Technical Validation
The Bayesian network generating the fully synthetic data ensures that covariance between
different variables are preserved. To validate that, indeed, dependencies are still
present in the fully synthetic data-set we computed statistics from both the acoustic
variables (only the full-bandwidth variables were selected) and the “Timestamp” variable
(see Figure 1).
Figure 1
Scatterplot matrix (panels below the diagonal), density plots (panels in the diagonal),
and correlation matrix (panels above the diagonal) of the full-bandwidth acoustic
variables (A) and a stacked histogram of the “Timestamp” variable (B). Data in both
(A,B) are grouped and colored by the classified sound environment by the variable
“SoundClass.” SPL, Sound pressure level; Nf, Noise floor; ME, Modulation envelope;
SNR, Signal-to-noise ratio; MI, Modulation index.
Acoustic Variables
According to the hearing aids' estimation of the acoustic variables (see section Acquisition
of Acoustic Variables), we would expect certain dependencies in the synthesized data.
For example, the estimated noise floor (fbNf) should ideally always be lower than
the estimated modulation envelope (fbME). The correlation matrix of the full bandwidth
acoustic variables and their classification into the four discrete environments by
color (“SoundClass”) are shown in Figure 1A. As expected, the noise floor is almost
always lower than the modulation envelope (expect for a few outliers, see row 3, column
2 in Figure 1A). The outliers that do not follow the expected pattern are not generated
by the synthesization process but instead reflects noise in the hearing aids' estimation
method (outliers are also present in the source data). The color-coding indicates
that clustering of the sound environment depends on more than one acoustic parameter.
For example, in Figure 1A (panel in row 3, column 2), the environment is dominantly
classified as “Quiet” for low levels of noise floor and modulation envelope. But as
the modulation envelope passes ~60 dB the environment changes to either “Speech” or
“Speech in Noise” despite no changes in the noise floor. This 3rd order dependency
further validates that the data synthesization process preserves structural dependencies
in the source data.
Timestamps
Each observation in the data-set is associated with a timestamp. Thus, we can aggregate
the timestamps to test the hypothesis that hearing aid usage is not uniformly distributed
throughout the day and, from this, validate that the data synthesization process preserves
the distributional statistics of the “Timestamp” variable. Figure 1B shows the histogram
of timestamps binned by hour from 0 to 23. Most timestamps fall between 5 a.m. and
9 p.m. (usual awake hours) with peaks around noon and evening (6 p.m.). In addition,
most data are logged in “Quiet” or “Speech” environments, which reflects what is reported
in the literature (Humes et al., 2018). Thus, the distribution of timestamps and the
dependency between timestamps and the sound environment both exhibit characteristics
expected from real life use of hearing aids.
Conclusion
We present a synthesized data-set containing longitudinal observations of hearing
aid use and associated sound environments. The data represent real life behavior of
individuals with hearing loss wearing hearing aids.

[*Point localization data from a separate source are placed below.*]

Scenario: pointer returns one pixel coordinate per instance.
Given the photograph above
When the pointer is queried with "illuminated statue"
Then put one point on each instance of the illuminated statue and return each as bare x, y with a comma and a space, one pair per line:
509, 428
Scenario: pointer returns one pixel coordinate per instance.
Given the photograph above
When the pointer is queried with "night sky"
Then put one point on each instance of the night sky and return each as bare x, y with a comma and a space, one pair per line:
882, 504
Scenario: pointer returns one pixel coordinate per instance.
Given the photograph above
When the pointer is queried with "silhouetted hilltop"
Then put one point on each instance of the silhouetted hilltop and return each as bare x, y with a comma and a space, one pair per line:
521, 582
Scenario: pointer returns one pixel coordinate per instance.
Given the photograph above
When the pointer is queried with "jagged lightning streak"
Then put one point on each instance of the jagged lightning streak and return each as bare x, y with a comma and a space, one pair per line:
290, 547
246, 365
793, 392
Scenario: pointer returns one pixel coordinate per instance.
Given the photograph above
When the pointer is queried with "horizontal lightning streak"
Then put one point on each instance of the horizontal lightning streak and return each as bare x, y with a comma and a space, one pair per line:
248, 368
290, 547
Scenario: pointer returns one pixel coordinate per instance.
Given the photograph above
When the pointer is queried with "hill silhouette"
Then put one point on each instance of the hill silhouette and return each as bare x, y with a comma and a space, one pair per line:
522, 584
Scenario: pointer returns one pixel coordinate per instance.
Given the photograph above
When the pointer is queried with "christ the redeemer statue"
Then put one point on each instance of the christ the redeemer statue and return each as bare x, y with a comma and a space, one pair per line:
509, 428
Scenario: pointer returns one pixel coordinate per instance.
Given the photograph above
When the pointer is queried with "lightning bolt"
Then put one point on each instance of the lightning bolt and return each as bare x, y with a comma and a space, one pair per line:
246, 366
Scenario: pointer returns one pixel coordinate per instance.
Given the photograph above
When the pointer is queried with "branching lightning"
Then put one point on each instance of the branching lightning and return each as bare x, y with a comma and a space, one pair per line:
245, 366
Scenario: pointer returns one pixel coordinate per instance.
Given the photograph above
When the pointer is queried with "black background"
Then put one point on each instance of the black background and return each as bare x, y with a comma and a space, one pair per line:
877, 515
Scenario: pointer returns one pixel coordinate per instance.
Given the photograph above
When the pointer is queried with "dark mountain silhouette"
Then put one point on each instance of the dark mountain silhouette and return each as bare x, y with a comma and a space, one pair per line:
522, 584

The underlying reason for sharing
these data is to motivate the use of such data for public health policy modeling—that
is, identifying which models derive useful “high-level” information and insights from
such “low-level” data observations in the field of hearing healthcare.
Data Availability
All datasets generated for this study are included in the manuscript/supplementary
files.
Author Contributions
JC wrote the text, analyzed and synthesized the data-set, and prepared the figures.
NP co-authored the text. RR, D-EB, LM, TB, DK, and AE recruited the participants.
MA, GS, ND, and GG fascilitated the datalogging by technical developments.
Conflict of Interest Statement
The authors declare that the research was conducted in the absence of any commercial
or financial relationships that could be construed as a potential conflict of interest.